The first factor driving high returns is sometimes called by practitioners “going short on volatility.” Sometimes it is called “negative skewness.” In plain English, this means that some investors opt for a strategy of betting against big, unexpected moves in market prices. Most of the time investors will do well by this strategy, since big, unexpected moves are outliers by definition. Traders will earn above-average returns in good times. In bad times they won’t suffer fully when catastrophic returns come in, as sooner or later is bound to happen, because the downside of these bets is partly socialized onto the Treasury, the Federal Reserve and, of course, the taxpayers and the unemployed.
America’s mortgages are structured so that the lender-investor is going short on volatility. If interest rates do not move much, the lender does well. If home prices do not move much, the lender does well. But if interest rates rise, the lender is stuck with a below-market asset. And if home prices fall, the lender gets stuck with a house with a value below the amount of the loan.
Tyler is saying that for the typical financial market player, going short on volatility is a great personal strategy. When it works, you get a nice salary and bonus. When it fails, someone else–a shareholder, a taxpayer–bears much of the cost.
If you know your Nassim Taleb, you will recognize going short volatility as “fragile,” with the opposite strategy as “anti-fragile.”

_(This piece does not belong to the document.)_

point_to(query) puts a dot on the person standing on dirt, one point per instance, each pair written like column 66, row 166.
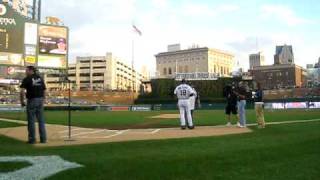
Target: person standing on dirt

I wonder if stock market investment is one of those fragile strategies nowadays. You can make money year after year going long the market–until it stops.
Anyway, Tyler argues that the changes in the income distribution of recent decades
a) have been focused at the top 1 percent, not between the 99th percentile and the lowest percentile
b) been driven by finance
c) and within finance have been driven by these short-volatility, fragile strategies.
He is pessimistic about regulators’ ability to stop the short-volatility strategies. I think he is wise in that regard.